ENSAYO SOBRE LA RADIO EDUCATIVA
La
radio cumplió desde su utilidad civil en la educación popular, fue un
instrumento para extender la educación no formal y propagar el conocimiento
básico en todo el territorio. A pesar de que las ondas de frecuencias de la
radio no gozaba de nitidez las radios primarias instruían servicios de mejorar
la calidad de vida a través de la “educación” o sea lejos del adoctrinamiento
se le ensañaba leer, vocalizar el alfabeto y todo lo necesario para mejorar la
vida de los pueblos; calmar el descontento y aliviar los problemas. Radio “Rebelde”

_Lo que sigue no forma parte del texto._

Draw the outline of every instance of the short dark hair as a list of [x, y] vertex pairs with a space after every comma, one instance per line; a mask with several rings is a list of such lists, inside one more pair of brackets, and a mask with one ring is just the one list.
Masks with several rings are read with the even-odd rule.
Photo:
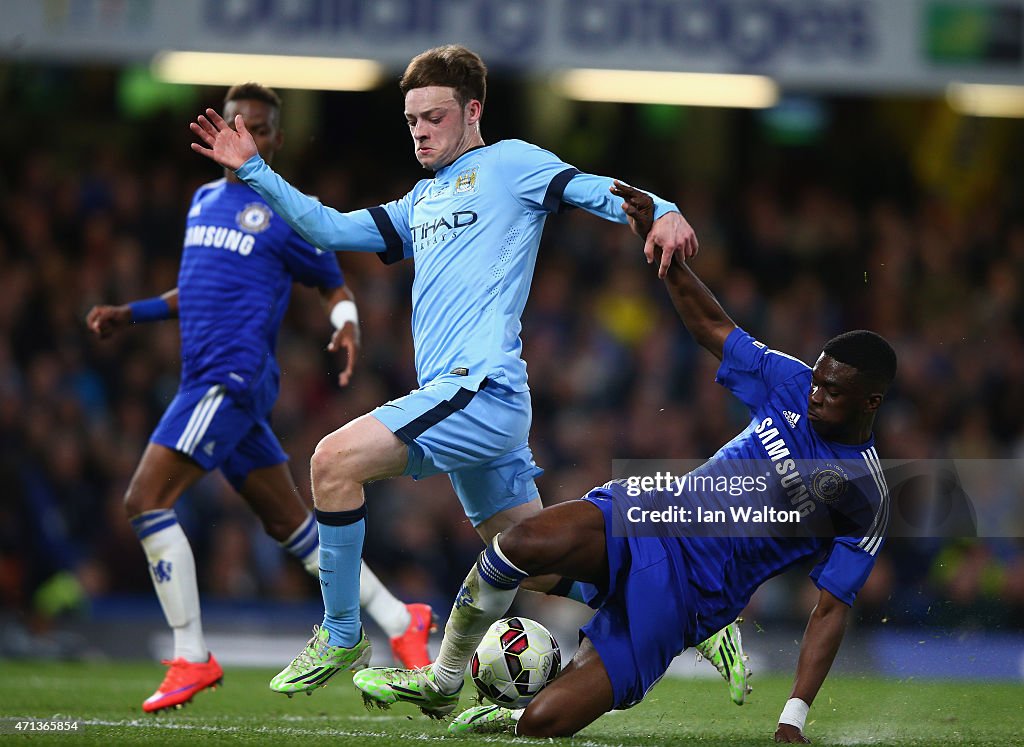
[[459, 106], [473, 99], [482, 105], [487, 97], [487, 66], [480, 55], [458, 44], [434, 47], [412, 58], [398, 84], [403, 96], [427, 86], [454, 88]]
[[883, 394], [896, 378], [896, 351], [879, 334], [856, 329], [836, 335], [822, 352], [829, 358], [857, 369], [865, 383]]
[[239, 83], [237, 86], [231, 86], [224, 94], [224, 106], [227, 106], [230, 101], [262, 101], [277, 112], [278, 121], [280, 121], [281, 97], [273, 88], [267, 88], [251, 81]]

y radio “Martí” diseñó un programa de educación popular, donde las mujeres
enseñaban los deberes hogareños y los hombres educaban en las labores
militares.
Hasta
la década de los cincuenta existió una clara interrelación entre el nivel
sociocultural de la audiencia y los programas radiofónicos, tanto en los estilos
y contenidos. Luego cada emisora tuvo que construir su propio estilo
radiofónico, adoptando nuevos caracteres en su programación y logrando que la
radio se convierta en una institución sociocultural. Las variaciones sociales
se ha reflejado en la radio, y su agenda programática ha influido en la
sociedad en cada estirón. Con las
mejoras técnicas y de sintonía la radio pudo abarcar mucho más pero con la
homogeneidad de intereses que caracterizaba al binomio “radio – sociedad”,
gracias a la introducción de transistor hizo posible que el receptor tuviera
movilidad, y el medio abandonó su sentido comunitario para convertirse en
individual. Estos acelerados avances obligaron la radio establecer el fin mercantil. Alimentado por la
competencia y los mercados industriales, abandonó su papel primario. Luego la
aparición exclusiva de las discotecas y demás sofisticaciones competitivas en
el entretenimiento, las radios utilizaron y utilizan modelos invariables en los
programas radiales sacrificando la creatividad y el desarrollo humano en la
difusión radiofónica.
Hoy
en día la devaluación de la radio ha
atraído consecuencias desfavorables en la sociedad, en la educación ninguna radio
de interés comercial cumple en colaborar en el desarrollo educativo y moral de
la sociedad, y como señala el escritor español Juan Goytisolo (premio Formentar
2012) “me parece muy grave y de consecuencia nefasta que los políticos
consideren a la cultura como algo prescindible para la sociedad”.
Más que las radios educativas colaboren
a erradicar problemas de competencia gubernamental como el analfabetismo y
aprendizaje de la lengua oficial, encuentra en ella el medio de comunicar la
participación de todos para el desarrollo como sociedad y la asentar la
identidad patriótica a través de la enseñanza sonora. Las radios educativas deberían
ser proyectos de “participación ciudadana radial” de las universidades o centro
de investigación para que por medio de la educación y sus estrategias busquen
motivación, información, enseñanza y modificación de conductas o sea diseños
comunicativos para el desarrollo social.
Un
ejemplo sobre políticas de gobierno para fomentar y vitalizar las radios
educativas y ciudadana es el Republica del Ecuador, como programa político y
participación ciudadana trata de implementar en la comunicación social diversas
estrategias formativos como las “emisiones abiertas” que a través del
entreteniendo se educa a audiencias mucho más amplias que programas típicamente
educativos, fomentando la creación y el dinamismo. Esto es posible a su
Secretaria Nacional de Pueblos y Participación Ciudadana, otra estrategia es ejercitando
la comunicación intercultural, por medio de la producción nacional,
intercultural y plurinacional, que rescata gradualmente la soberanía nacional. La
dinámica de grupo en la sala radial ha mejorado en la transmisión y en el
momento de recepción del mensaje, con la participación la finalidad educativa
logra su objetivo. Esta estrategia es llamada “grupo de audición regular” y
busca, la participación comunitaria en la resolución de problemas.